When the COVID-19 pandemic began, the researchers decided to investigate whether smartphone data could identify mobility changes related to the pandemic. In Muscle & Nerve, Anna L. Beukenhorst, PhD, postdoctoral research fellow, Ella Collins, researcher, Jukka-Pekka Onnela, PhD, director of the Master of Science in Health Data Science Program in the Harvard T.H. Chan School of Public Health, James D. Berry, MD, MPH, director of the Neurological Clinical Research Institute at Mass General, and colleagues document decreased mobility of people with ALS after stay-at-home orders and other restrictions were put into place.
At Mass General and Washington University in St. Louis, the researchers recruited eight patients with ALS who provided informed consent. Participants installed an app on their personal smartphones that collected location data for 60 seconds every 10 minutes. For this analysis, the researchers compared pre-pandemic data (February 13 to March 12, 2020) with pandemic-phase data (March 13 to April 13, 2020).
An interrupted time series showed:
Median time at home:
- Pre-pandemic—19 hours
- During pandemic—24 hours
Median distance traveled daily:
- Pre-pandemic—24 km
- During pandemic—4 km
A mixed-effects model confirmed that the U.S. government's declaration of a state of emergency on March 13 substantially affected both outcomes:
- Home time: +5 hours; 95% CI, +0.75 to +9.7
- Distance traveled: −48 km; 95% CI, −77 to −19
Thus, people with ALS may be relatively protected from COVID-19, but they and other people with neurologic disorders may also be experiencing increased social isolation.
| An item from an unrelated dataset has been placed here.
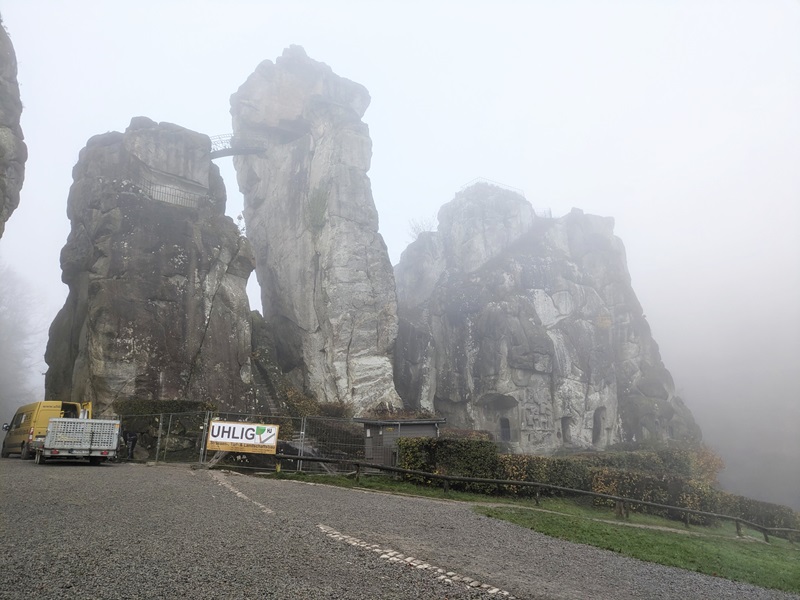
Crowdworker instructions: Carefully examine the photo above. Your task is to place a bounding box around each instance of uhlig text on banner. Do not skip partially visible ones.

Results According to Function
The researchers compared the mobility of an ambulatory participant who had near-normal pre-pandemic function (score on the Revised ALS Functional Rating Scale [ALSFRS-R], 46/48) and a non-ambulatory participant with low function (ALSFRS-R score, 23/48).
- Median home time—18 hours pre-pandemic, 21 hours during pandemic
- Median distance traveled—68 km pre-pandemic, 30 km during pandemic
- Median home time—23 hours pre-pandemic, 24 hours during pandemic
- Median distance traveled—2.2 km pre-pandemic, 2.1 km during pandemic
Although this sample is small, the findings support the use of the ALSFRS-R and smartphone-based "digital phenotyping" to quantify the impact of ALS on people's lives. Furthermore, digital phenotyping could be a simple and useful outcome measure to quantify the benefit of novel ALS therapies in treatment trials.